The latest measures, which will take effect on Jan. 12, include higher buyer's stamp duty, tighter loan-to-value limits, higher minimum cash down payment for second and subsequent housing loans, as well as seller's stamp duty for industrial properties.
Deputy Prime Minister and Minister for Finance Tharman Shanmugaratnam said that the government had to take further measures to check recent market trends and avoid a more serious correction in prices further down the road.
"The reality we face is that interest rates are extraordinarily low, globally and in Singapore, and continue to add fuel to our property market," he said.
The government said the latest measures might be temporary and subject to reviews depending on the market conditions.
With the latest measures, the additional buyer's stamp duty will be raised by between 5 and 7 percent across the board, including those for permanent residents buying their first and subsequent residential property and Singaporeans buying their second property onwards.
Foreign or non-individual buyers of private property will have to pay an additional buyers' duty of 15 percent, up from the 10 percent announced as part of a round of cooling measures earlier.
The loan-to-value limit will be lowered for individuals obtaining their second and subsequent housing loans, and the minimum cash down payment for individuals will also be raised significantly.

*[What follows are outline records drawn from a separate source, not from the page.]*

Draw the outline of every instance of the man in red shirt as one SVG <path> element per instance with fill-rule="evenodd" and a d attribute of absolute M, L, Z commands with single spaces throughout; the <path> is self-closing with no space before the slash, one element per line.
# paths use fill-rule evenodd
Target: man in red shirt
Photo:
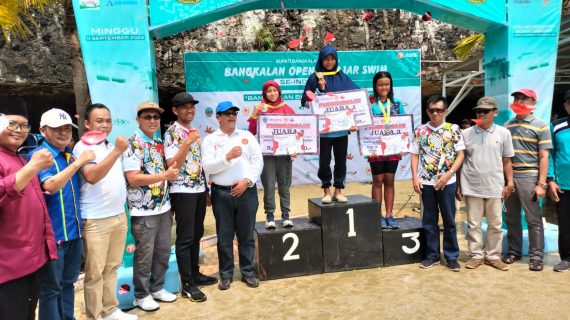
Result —
<path fill-rule="evenodd" d="M 17 154 L 31 126 L 24 101 L 0 98 L 0 315 L 34 319 L 38 269 L 57 259 L 39 171 L 53 162 L 48 150 L 26 163 Z"/>

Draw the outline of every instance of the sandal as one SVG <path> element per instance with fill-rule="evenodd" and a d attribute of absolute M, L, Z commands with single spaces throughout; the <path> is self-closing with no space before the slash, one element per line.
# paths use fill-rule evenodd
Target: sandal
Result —
<path fill-rule="evenodd" d="M 506 256 L 503 257 L 503 262 L 506 264 L 513 264 L 519 261 L 520 259 L 521 257 L 517 257 L 514 254 L 507 254 Z"/>
<path fill-rule="evenodd" d="M 540 260 L 533 259 L 528 263 L 528 270 L 530 271 L 542 271 L 542 269 L 544 269 L 544 263 Z"/>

Permanent residents, or foreigners who have been granted permanent residency, will not be allowed to sublet their whole public housing units. The maximum strata floor area for new executive condominium units will be capped at 160 square meters.
In addition, a new sellers stamp duty of 5 to 15 percent will be imposed on industrial property, depending on when it is sold.
Singapore buyers of their first property will not be affected by most of the measures.
Local media said it was the seventh and most comprehensive round of cool-down measures announced by the government since the housing prices began to rise quickly along with the rebound of the economy in 2009.
Nevertheless, the housing prices in Singapore still rose to record highs in the last quarter of 2012 despite the cooling measures. The public housing units, which are built and sold by the government to local households, account for 76 percent of the total number of residential units in Singapore. The rest are private properties that are less stringently regulated.
The government has also significantly increased the supply of public housing units over the past two years. Each household is allowed to buy only one unit of public housing unit, which the government has been trying to keep affordable.
"A large supply of public and private housing -- up to 200,000 units in total -- will be completed in the coming years. Coupled with the new measures, we will be better placed to ensure that housing remains affordable to Singaporeans," Minister for National Development Khaw Boon Wan said.